No último dia 27 de março, o ministro Dias Toffoli devolveu a vista e liberou para julgamento a questão de ordem que discute a limitação da prerrogativa.

Em 23 de novembro do ano passado, Toffoli pediu vista (mais tempo para análise) no julgamen­to, depois de ter sido formada maioria no STF para reduzir o alcance do foro privilegiado para deputados federais e senadores.
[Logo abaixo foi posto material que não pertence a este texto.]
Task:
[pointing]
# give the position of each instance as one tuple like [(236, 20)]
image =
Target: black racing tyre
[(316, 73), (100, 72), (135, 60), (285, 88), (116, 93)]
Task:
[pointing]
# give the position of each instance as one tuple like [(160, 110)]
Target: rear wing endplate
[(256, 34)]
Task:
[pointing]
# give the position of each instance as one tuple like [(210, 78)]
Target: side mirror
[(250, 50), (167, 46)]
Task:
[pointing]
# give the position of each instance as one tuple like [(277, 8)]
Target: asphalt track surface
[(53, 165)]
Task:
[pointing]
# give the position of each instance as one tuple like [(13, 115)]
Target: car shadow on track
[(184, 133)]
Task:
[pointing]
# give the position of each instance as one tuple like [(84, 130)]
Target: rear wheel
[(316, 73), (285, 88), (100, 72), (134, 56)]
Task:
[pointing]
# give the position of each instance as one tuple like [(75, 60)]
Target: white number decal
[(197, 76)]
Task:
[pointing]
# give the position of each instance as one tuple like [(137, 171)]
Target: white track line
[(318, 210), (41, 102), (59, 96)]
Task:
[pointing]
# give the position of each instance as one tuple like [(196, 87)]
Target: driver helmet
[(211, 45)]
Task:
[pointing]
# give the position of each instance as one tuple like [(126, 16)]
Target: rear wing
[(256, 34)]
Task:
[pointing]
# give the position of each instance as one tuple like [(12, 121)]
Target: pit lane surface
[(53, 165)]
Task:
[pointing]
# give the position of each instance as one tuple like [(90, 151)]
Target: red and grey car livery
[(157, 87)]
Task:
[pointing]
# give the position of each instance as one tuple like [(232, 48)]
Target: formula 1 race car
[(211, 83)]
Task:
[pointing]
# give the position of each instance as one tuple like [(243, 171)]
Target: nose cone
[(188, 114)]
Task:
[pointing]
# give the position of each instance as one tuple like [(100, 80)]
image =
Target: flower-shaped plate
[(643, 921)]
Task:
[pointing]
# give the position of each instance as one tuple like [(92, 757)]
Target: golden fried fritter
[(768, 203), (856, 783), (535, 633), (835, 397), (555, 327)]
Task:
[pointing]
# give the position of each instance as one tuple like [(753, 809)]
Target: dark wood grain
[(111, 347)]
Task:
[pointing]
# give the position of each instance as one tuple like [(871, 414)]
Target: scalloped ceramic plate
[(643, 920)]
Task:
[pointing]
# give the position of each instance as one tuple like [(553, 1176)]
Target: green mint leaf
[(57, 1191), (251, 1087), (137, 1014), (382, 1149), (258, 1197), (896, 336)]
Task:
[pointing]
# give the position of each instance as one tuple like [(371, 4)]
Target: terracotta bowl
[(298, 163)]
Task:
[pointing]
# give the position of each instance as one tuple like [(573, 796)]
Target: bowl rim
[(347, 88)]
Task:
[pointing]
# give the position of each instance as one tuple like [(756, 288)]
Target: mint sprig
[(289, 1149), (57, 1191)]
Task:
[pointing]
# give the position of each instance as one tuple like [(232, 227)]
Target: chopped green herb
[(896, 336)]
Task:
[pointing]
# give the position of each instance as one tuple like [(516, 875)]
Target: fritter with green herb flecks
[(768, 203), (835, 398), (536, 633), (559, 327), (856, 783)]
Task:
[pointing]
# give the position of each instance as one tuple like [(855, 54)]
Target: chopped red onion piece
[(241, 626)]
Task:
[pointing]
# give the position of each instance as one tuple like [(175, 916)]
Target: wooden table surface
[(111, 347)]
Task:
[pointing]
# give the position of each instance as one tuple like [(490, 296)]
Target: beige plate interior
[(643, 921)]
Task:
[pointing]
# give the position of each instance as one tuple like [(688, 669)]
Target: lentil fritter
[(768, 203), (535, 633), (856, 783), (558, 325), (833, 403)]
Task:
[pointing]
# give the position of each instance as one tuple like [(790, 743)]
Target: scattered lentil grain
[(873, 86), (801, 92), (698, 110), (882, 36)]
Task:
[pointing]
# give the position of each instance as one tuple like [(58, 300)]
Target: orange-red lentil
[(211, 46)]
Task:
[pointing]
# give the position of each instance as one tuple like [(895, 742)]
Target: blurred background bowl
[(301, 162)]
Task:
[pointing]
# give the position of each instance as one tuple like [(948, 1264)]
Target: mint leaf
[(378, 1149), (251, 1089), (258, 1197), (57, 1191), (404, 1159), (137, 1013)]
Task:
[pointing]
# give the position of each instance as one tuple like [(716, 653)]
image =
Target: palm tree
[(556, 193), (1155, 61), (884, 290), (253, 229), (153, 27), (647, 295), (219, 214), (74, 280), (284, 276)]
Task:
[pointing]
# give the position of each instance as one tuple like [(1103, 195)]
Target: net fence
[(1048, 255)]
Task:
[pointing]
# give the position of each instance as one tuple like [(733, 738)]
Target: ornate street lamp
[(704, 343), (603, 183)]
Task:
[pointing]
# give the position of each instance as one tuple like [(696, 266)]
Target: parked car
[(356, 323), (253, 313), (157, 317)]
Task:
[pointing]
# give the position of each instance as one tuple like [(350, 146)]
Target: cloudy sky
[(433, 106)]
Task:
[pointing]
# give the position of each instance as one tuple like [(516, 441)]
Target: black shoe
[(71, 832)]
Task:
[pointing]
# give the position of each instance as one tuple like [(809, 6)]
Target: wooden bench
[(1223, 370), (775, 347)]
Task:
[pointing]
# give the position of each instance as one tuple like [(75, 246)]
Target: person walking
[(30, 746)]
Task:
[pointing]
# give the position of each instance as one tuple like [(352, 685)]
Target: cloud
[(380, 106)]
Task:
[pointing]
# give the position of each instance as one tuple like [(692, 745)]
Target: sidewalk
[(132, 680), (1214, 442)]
À época, Toffoli disse que precisava refletir melhor sobre o assunto e esclarecer eventuais dúvidas sobre as consequências da tese defendida pelo ministro Luís Roberto Barroso, relator do processo.

Sete ministros já deram votos favoráveis ao entendimento de que o foro privilegiado para po­líticos só vale se o crime do qual forem acusados tiver sido come­tido no exercício do mandato e se for relacionado ao cargo que ocu­pam. Acompanharam o entendi­mento de Barroso os ministros Luiz Fux, Rosa Weber, Edson Fa­chin, Marco Aurélio Mello, Celso de Mello e Cármen Lúcia.

O voto parcialmente diver­gente, do ministro Alexandre de Moraes, também defende a limi­tação do foro apenas para crimes cometidos no mandato, mas pro­põe que nestes casos as infrações penais, independentemente de terem relação ou não com o car­go, sejam analisadas no STF de qualquer forma.